There aren’t many VFL/AFL players who have played in Premierships with two different clubs. There are even fewer who have managed to do so in their first season with each of those clubs.

That is one particularly unusual slice of history owned by Eddie Drohan, an electrifying wingman who shone first with Fitzroy and then with Collingwood in the late 1890s and early 1900s. A brilliant footballer and great clubman, he was something of a lucky talisman for each of his clubs, playing in a flag in his debut season with the Maroons and then again five years later when he crossed to Victoria Park.

Eddie’s journey began in Warrnambool, where he was born in 1876. The family moved to Melbourne when he was young, and he went to St Brigid’s in North Fitzroy.
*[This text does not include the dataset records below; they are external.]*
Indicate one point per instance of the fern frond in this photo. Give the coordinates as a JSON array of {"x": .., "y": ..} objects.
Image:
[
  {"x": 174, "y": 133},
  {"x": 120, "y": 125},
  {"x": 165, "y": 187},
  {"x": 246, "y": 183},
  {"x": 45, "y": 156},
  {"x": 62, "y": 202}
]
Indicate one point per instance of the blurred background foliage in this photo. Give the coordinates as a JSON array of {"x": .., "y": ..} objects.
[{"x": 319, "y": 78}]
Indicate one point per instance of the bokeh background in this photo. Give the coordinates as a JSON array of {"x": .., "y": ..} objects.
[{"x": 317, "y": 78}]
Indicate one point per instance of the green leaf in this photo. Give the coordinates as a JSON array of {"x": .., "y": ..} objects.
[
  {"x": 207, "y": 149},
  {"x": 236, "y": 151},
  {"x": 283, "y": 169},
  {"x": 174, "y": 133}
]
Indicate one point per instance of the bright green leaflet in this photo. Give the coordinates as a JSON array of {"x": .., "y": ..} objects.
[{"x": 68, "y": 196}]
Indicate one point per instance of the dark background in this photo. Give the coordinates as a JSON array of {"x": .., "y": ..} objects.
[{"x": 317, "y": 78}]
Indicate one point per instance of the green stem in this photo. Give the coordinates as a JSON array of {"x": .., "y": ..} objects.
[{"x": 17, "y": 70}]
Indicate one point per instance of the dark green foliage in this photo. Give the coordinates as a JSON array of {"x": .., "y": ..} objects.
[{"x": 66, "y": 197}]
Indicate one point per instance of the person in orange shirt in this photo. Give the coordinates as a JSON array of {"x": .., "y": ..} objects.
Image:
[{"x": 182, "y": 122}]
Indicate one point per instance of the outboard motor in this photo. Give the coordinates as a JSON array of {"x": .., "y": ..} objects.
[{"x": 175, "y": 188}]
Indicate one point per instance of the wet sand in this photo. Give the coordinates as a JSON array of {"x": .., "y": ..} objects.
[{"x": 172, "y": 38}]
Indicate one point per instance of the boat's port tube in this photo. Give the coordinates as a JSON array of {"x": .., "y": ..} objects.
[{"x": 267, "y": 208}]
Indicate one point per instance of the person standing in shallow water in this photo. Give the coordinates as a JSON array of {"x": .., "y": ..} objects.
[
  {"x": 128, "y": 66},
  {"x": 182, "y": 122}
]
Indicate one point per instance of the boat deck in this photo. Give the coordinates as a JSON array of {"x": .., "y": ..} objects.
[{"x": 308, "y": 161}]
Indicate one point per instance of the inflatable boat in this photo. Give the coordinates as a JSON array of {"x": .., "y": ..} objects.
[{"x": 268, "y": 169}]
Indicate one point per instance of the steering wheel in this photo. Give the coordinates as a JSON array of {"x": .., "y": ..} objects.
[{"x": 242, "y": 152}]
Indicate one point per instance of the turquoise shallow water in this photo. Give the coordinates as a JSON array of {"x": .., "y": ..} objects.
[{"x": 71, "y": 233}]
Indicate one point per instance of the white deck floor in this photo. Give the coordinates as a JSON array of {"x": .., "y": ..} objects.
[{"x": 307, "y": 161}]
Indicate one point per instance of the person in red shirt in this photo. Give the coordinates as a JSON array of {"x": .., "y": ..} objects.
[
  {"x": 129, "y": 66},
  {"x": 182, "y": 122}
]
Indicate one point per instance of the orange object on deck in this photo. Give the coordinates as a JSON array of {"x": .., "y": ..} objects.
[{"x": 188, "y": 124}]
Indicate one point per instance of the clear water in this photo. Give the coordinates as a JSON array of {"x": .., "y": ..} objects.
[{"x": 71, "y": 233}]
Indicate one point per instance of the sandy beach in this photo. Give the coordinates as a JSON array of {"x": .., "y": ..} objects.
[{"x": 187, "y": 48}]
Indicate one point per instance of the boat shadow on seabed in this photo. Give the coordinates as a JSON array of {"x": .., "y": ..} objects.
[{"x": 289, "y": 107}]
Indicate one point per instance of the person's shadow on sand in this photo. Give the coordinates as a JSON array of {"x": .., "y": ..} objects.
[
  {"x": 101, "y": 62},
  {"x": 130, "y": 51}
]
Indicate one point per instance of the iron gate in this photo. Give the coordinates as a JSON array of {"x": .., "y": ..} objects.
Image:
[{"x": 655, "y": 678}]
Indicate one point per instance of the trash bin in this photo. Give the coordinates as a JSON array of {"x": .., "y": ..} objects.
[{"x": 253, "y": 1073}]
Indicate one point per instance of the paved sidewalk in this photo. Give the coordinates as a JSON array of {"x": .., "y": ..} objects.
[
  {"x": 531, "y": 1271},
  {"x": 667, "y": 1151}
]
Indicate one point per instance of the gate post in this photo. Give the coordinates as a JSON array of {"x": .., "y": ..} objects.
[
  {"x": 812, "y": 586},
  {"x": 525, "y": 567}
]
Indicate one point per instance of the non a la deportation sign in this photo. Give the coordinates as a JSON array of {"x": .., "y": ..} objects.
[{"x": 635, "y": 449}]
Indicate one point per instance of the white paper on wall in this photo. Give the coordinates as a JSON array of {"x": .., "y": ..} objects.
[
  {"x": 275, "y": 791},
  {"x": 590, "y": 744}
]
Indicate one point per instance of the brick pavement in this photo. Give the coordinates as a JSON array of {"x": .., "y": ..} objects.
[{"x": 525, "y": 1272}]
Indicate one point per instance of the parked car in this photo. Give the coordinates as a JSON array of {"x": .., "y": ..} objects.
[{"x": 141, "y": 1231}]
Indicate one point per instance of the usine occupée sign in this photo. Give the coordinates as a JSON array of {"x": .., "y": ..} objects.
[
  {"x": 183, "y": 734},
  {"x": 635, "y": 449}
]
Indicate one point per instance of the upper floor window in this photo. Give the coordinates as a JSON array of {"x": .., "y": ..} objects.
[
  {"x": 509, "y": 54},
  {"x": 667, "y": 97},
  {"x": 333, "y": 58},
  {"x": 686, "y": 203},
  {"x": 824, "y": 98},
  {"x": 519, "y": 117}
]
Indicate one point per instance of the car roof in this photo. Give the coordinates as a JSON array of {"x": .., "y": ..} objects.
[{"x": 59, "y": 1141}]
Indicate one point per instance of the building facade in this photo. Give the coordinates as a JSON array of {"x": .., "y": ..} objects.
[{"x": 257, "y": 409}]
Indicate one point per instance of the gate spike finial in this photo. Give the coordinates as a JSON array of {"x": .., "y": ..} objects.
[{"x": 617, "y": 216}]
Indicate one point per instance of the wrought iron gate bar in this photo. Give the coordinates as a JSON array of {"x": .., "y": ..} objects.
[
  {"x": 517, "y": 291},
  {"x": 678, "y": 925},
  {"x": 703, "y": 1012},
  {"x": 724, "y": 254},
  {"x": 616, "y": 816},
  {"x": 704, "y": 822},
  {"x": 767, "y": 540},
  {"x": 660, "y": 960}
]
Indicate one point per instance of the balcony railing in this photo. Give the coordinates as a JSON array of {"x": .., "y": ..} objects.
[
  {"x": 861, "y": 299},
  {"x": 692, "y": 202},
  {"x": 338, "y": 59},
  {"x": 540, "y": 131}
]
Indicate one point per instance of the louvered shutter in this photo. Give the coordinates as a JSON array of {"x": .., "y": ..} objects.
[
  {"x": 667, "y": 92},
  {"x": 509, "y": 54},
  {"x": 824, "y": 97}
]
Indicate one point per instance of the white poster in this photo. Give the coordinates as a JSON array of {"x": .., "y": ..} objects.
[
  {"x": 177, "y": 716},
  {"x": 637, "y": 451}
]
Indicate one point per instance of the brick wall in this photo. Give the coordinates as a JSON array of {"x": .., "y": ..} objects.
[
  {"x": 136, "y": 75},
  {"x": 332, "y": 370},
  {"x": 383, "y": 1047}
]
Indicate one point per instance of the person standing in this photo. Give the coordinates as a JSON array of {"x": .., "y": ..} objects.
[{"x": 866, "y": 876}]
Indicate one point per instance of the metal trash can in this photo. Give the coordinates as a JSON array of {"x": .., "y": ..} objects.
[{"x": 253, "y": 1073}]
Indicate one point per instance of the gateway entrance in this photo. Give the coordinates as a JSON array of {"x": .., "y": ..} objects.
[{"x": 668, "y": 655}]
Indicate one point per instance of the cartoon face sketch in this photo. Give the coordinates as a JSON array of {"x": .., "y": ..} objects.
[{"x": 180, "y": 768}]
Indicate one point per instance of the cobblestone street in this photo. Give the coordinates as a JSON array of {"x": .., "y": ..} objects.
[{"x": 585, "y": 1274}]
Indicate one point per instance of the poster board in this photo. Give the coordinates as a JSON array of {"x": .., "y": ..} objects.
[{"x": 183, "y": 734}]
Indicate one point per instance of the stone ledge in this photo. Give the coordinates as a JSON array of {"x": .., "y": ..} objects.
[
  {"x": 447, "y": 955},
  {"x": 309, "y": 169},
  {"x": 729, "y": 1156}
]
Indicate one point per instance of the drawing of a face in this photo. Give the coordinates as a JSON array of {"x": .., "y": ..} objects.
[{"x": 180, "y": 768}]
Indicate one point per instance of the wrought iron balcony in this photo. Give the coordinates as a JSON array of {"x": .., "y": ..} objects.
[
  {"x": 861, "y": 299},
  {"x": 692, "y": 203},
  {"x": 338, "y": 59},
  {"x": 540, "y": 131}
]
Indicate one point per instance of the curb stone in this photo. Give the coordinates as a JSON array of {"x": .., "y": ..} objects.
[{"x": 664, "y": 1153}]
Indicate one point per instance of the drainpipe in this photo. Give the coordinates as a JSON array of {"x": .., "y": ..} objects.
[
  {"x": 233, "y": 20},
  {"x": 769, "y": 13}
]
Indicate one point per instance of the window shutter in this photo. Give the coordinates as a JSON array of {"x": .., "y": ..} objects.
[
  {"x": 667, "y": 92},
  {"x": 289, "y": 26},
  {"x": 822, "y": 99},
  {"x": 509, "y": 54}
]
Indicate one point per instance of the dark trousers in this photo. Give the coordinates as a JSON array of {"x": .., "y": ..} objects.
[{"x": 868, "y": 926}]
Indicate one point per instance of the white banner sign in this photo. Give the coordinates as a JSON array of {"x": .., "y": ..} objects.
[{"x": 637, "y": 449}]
In the mid-1890s he won a medal from that club for ‘All Round Play’. The next year he was playing with Fitzroy Juniors, and by the opening round of the 1898 season he had been elevated to the Roys’ senior side. After his very first game, as a 21-year-old, The Australasian said he “played like an artist”.

He quickly became a regular with the seniors, playing 17 games for the season including the final game of the year when the Roys annexed their first VFL Premiership. He was there again the following year when they went back-to-back, and was named among the team’s best players in each of those big games – a wonderful achievement for one so fresh in the game.

It’s not known why he crossed to Collingwood in 1903, but by the time he did so he was an established star of the competition. He’d already played for Victoria, won two flags, and was regarded as one of the more brilliant centreline players in the game. He was fast and highly skilled and, decades later, reporters were still rhapsodising over the quality of his short passing. “Few players have shown the skill In short passing that Mr. Drohan demonstrated at Collingwood,” wrote The Argus after his death in 1938.

Indeed his mastery of the short pass was one of the reasons he fitted in so well at Collingwood, and he was quick to adopt the stab kick that had been ‘invented’ in 1902 by his new teammates during a trip to Tasmania.

“Eddy Drohan, on the centre line or forward, is known as the busy bee,” wrote Punch one year. “He is a working bee, and gathers in the spheroid like yellow box honey. With his wondrous resources [he] is a star footballer.” “Drohan in the centre shone like a Chinese festival,” wrote the same journal a year later.

Known widely as Ned, Drohan became famous for his wonderful moustache, complete with meticulously waxed ends. “If all other trades failed him, his beautiful wavy hair would bring him fame as a poet,” wrote one newspaper in 1908.

He was also adept at other sports, most notably cricket, where he was an outstanding opening batsman. In 1895-96, while still a teenager, he made the highest individual score in the season for Fitzroy Cricket Club. And he would later open the batting for Collingwood when they made their entry into District cricket.

But Eddie’s contributions wherever he went could not be measured solely by his on-field performances. He also became a key part of the social fabric of the sporting clubs he called home. At Collingwood he often performed at club functions or on trips, and he was renowned as a singer specialising in ‘Irish comic ditties’. He was also one of the driving forces behind a series of social games played at Frankston between 1906 and 1912, featuring some of the biggest names in football at the time, many of whom would share a campsite together at Carrum for weeks or months on either side of the game.

All of this made Eddie a hugely popular teammate, and it was no surprise when he was elected Collingwood captain for the 1908 season. But he relinquished the honour midway through the season after deciding that he wanted to focus solely on playing. He retired at season’s end, just shy of his 100thgame with the Magpies (he had briefly flirted with retirement early in 1904, but luckily returned to the fold after a brief period away from the game).

But Eddie’s contribution to football was far from over. He became an umpire in 1909, then coached at both Melbourne and St Kilda (with relatively little success) before once again returning to umpiring. He also stayed involved with Collingwood, serving on the committee, acting as the club’s VFL delegate and even spending time as vice-president. A long-time employee of the Metropolitan Gas Company (where Ern Copeland was secretary for many years), he would go on to become something of an elder statesman in the game in the 1920s and 1930s.

There was widespread sadness within football circles when Eddie Drohan passed away in 1938. His contribution to the game, across two clubs and through a variety of roles – three-time Premiership player, brilliant wingman, captain, umpire, coach, committeeman, and more – was immense. We were lucky he came across from Fitzroy all those years ago.